MI300X OAM vs BXT-32-1024 MC4
Head-to-head specifications
| Metric | MI300X OAM | BXT-32-1024 MC4 | Difference |
|---|---|---|---|
| VRAM | 192 GB HBM3 | 0 MB Shared | — |
| Memory bandwidth (GB/s) | 5,300 | 102 | +5,075.8% |
| TDP (W) | 750 | 5 | — |
| Stable Diffusion (it/s) | 110.0 | 1.5 | +7,233.3% |
| LLM inference (tokens/s) | 420 | 25 | +1,580.0% |
- These GPUs come from different eras (2023 vs 2020), so direct benchmark comparisons are not meaningful. The table shows their specifications side by side for historical and architectural context.
Verdict: MI300X OAM or BXT-32-1024 MC4?
MI300X OAM advantages
- Video memory (+100%)
- Memory bandwidth (+98%)
- AI image generation (+99%)
- Local LLM inference (+94%)
BXT-32-1024 MC4 advantages
- Power efficiency (+99%)
Which should you choose?
- Choose the MI300X OAM if you play the latest titles at high textures or do GPU-accelerated work.
- Choose the BXT-32-1024 MC4 if you want lower power draw, heat and noise.
- Choose the MI300X OAM if you work with high-resolution textures or memory-bound workloads.
MI300X OAM vs BXT-32-1024 MC4: which should you choose?
MI300X OAM — AMD server graphics card (2023, CDNA 3.0) with 192 GB of HBM3; launched at $20,000.
BXT-32-1024 MC4 — Imagination integrated graphics processor (2020, Rogue Architecture) with 0 MB of Shared, averaging 38 fps at 1440p.
MI300X OAM vs BXT-32-1024 MC4: a cross-generation spec comparison. These GPUs come from different eras (2023 vs 2020), so direct benchmark comparisons are not meaningful. The table shows their specifications side by side for historical and architectural context.
Different eras, different missions
These two parts do not compete head-to-head: MI300X OAM (2023, Server) and BXT-32-1024 MC4 (2020, Integrated) come from different generations or market segments, so modern game benchmarks do not apply to both. The specification table above is best read as architectural context — process node, memory technology and power budgets show how far GPU design has moved.
Specifications at a glance
MI300X OAM carries 192 GB of HBM3 against 0 MB of Shared on BXT-32-1024 MC4, with board powers of 750 W and 5 W respectively.
The verdict
Both are credible choices in the graphics card comparison space; the specification table above lays out every metric so you can weigh the trade-offs that matter to you. Pick the one whose strengths line up with how you will actually use it.

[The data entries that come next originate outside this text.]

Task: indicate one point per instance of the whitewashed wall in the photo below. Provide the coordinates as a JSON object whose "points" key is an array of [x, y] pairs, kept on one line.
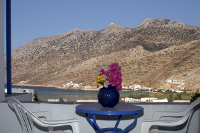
{"points": [[67, 111], [2, 94]]}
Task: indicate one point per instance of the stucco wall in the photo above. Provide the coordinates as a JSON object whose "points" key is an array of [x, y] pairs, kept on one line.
{"points": [[67, 111]]}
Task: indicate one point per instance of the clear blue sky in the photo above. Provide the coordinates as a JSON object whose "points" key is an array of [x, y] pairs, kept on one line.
{"points": [[38, 18]]}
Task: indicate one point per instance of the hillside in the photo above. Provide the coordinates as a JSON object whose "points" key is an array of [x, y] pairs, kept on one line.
{"points": [[156, 50]]}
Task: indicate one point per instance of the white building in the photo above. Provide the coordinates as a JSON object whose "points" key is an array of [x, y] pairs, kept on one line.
{"points": [[76, 85], [135, 87], [131, 100], [87, 87], [160, 100], [148, 99], [146, 88]]}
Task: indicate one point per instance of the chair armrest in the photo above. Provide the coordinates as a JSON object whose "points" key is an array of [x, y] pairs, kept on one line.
{"points": [[160, 114], [43, 114], [61, 122]]}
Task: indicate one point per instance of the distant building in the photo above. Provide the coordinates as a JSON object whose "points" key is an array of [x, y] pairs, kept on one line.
{"points": [[135, 87], [76, 85], [148, 99], [87, 87]]}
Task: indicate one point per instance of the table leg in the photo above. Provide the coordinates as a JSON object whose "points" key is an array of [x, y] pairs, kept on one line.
{"points": [[131, 124], [93, 124], [117, 123]]}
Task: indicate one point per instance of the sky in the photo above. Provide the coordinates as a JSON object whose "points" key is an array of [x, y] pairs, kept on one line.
{"points": [[38, 18]]}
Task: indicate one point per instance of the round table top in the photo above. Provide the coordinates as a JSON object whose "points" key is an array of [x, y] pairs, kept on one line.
{"points": [[119, 109]]}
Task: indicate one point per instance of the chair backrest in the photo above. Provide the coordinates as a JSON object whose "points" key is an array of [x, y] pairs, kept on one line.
{"points": [[24, 116]]}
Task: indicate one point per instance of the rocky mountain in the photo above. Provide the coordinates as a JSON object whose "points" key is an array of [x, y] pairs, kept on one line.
{"points": [[156, 50]]}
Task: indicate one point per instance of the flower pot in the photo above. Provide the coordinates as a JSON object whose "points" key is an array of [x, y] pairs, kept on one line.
{"points": [[108, 97]]}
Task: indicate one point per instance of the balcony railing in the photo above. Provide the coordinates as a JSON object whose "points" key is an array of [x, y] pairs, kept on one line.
{"points": [[59, 111]]}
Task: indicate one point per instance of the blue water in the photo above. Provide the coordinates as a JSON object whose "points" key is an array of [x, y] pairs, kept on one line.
{"points": [[45, 93]]}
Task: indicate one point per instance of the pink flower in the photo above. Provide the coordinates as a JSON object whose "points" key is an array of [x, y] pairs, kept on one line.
{"points": [[102, 72], [114, 76]]}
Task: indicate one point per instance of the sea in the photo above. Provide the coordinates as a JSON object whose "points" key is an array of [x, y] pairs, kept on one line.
{"points": [[45, 93]]}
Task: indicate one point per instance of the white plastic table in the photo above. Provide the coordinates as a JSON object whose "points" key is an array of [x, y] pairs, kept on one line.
{"points": [[119, 109]]}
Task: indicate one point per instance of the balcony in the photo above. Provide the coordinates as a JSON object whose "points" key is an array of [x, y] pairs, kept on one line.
{"points": [[9, 122]]}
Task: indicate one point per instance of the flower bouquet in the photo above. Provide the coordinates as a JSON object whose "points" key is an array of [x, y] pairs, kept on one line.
{"points": [[111, 80]]}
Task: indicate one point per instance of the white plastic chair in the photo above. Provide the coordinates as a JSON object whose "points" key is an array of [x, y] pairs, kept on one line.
{"points": [[182, 118], [26, 118]]}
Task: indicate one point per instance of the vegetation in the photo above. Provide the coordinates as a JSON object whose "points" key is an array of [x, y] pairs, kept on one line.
{"points": [[171, 96], [61, 99], [138, 96], [35, 97], [195, 96]]}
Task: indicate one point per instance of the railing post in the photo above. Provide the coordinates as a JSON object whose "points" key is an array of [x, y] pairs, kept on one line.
{"points": [[2, 35], [8, 46]]}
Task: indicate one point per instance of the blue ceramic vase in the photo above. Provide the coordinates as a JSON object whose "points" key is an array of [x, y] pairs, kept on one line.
{"points": [[108, 97]]}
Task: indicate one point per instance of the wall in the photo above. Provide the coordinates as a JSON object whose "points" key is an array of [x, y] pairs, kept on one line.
{"points": [[66, 111], [2, 94]]}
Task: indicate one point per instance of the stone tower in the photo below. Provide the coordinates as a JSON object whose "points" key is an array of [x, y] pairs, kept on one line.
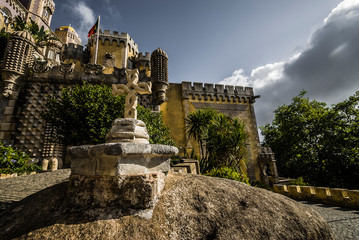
{"points": [[159, 75], [18, 58]]}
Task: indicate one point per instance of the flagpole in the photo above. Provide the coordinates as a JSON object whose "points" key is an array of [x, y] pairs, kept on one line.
{"points": [[98, 37]]}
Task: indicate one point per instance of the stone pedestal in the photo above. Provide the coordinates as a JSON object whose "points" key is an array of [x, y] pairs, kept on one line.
{"points": [[128, 174]]}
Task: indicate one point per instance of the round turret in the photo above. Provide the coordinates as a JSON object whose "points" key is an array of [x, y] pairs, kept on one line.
{"points": [[19, 52], [159, 75]]}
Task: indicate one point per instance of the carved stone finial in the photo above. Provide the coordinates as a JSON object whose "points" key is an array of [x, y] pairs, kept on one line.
{"points": [[131, 89]]}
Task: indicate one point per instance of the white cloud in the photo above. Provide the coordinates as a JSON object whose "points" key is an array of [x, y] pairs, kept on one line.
{"points": [[327, 67], [85, 18]]}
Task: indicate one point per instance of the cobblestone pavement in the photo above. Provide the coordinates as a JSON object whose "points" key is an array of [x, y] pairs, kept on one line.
{"points": [[343, 221]]}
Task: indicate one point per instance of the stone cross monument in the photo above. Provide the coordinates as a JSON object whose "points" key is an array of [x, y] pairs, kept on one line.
{"points": [[126, 172], [131, 89], [129, 129]]}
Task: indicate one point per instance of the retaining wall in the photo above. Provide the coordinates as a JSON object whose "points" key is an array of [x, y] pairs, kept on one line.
{"points": [[332, 196]]}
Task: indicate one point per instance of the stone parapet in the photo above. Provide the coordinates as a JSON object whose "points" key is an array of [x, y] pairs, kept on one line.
{"points": [[332, 196], [115, 37], [217, 92], [72, 51]]}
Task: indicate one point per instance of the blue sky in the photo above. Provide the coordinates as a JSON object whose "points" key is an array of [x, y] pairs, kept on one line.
{"points": [[277, 46]]}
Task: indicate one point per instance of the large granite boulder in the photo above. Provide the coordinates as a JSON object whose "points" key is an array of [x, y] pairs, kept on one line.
{"points": [[190, 207]]}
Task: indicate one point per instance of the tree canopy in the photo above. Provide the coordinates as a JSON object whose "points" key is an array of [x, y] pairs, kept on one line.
{"points": [[221, 139], [84, 115], [317, 142]]}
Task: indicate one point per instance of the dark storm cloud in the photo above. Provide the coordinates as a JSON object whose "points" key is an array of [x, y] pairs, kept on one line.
{"points": [[328, 68]]}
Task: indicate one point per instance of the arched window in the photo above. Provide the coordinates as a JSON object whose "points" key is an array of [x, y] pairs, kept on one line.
{"points": [[46, 14], [6, 13]]}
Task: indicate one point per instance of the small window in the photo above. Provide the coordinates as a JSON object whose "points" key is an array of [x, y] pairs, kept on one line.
{"points": [[6, 13]]}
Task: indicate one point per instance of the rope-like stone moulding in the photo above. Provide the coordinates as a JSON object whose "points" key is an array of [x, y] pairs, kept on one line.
{"points": [[131, 89]]}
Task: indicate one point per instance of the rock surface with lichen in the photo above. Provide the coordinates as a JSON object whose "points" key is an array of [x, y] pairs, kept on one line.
{"points": [[190, 207]]}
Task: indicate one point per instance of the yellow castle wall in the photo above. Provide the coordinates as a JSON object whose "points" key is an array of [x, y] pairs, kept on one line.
{"points": [[177, 108]]}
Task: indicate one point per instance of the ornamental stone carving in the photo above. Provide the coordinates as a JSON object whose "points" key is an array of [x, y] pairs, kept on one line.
{"points": [[66, 68], [93, 69], [131, 89], [109, 60], [42, 66]]}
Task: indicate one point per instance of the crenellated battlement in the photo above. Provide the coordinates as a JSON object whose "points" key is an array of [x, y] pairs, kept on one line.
{"points": [[115, 36], [217, 92], [72, 51], [143, 57]]}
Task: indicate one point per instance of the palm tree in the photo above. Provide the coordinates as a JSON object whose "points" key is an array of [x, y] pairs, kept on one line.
{"points": [[222, 139], [197, 124]]}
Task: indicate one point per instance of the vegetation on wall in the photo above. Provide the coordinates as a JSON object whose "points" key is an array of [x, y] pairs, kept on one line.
{"points": [[4, 36], [317, 142], [15, 161], [84, 115], [221, 139], [41, 36]]}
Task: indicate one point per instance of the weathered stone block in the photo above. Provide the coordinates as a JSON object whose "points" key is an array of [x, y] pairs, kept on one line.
{"points": [[337, 195], [308, 192], [112, 159], [322, 194], [124, 192], [9, 110]]}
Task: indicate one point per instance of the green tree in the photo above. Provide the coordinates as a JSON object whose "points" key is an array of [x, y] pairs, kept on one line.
{"points": [[316, 142], [41, 36], [84, 115], [197, 124], [222, 139]]}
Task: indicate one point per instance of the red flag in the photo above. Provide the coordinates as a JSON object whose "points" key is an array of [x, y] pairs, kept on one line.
{"points": [[93, 29]]}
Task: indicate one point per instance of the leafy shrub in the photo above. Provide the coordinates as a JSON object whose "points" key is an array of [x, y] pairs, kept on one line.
{"points": [[222, 139], [84, 115], [317, 142], [228, 173], [298, 181], [15, 161]]}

Frequently asked questions
Is the MI300X OAM better than the BXT-32-1024 MC4?
MI300X OAM is the clearly stronger overall choice, winning most of the dimensions that matter. These GPUs come from different eras (2023 vs 2020), so direct benchmark comparisons are not meaningful. The table shows their specifications side by side for historical and architectural context.
What is the main difference between the MI300X OAM and the BXT-32-1024 MC4?
These GPUs come from different eras (2023 vs 2020), so direct benchmark comparisons are not meaningful. The table shows their specifications side by side for historical and architectural context.
Which should I choose?
Choose the MI300X OAM if you play the latest titles at high textures or do GPU-accelerated work. Choose the BXT-32-1024 MC4 if you want lower power draw, heat and noise.
Methodology
Graphics cards are compared on 3DMark Time Spy scores, average gaming frame rates at 1080p/1440p/4K, FP32 compute throughput, VRAM capacity and type, memory bandwidth, board power (TDP) and launch MSRP — plus AI workload throughput (Stable Diffusion iterations/s and local LLM tokens/s) where measured. Vintage and server GPUs without modern benchmark results are compared on specifications only, clearly labelled. Frame rates are averages across a game suite at high settings; specific titles vary.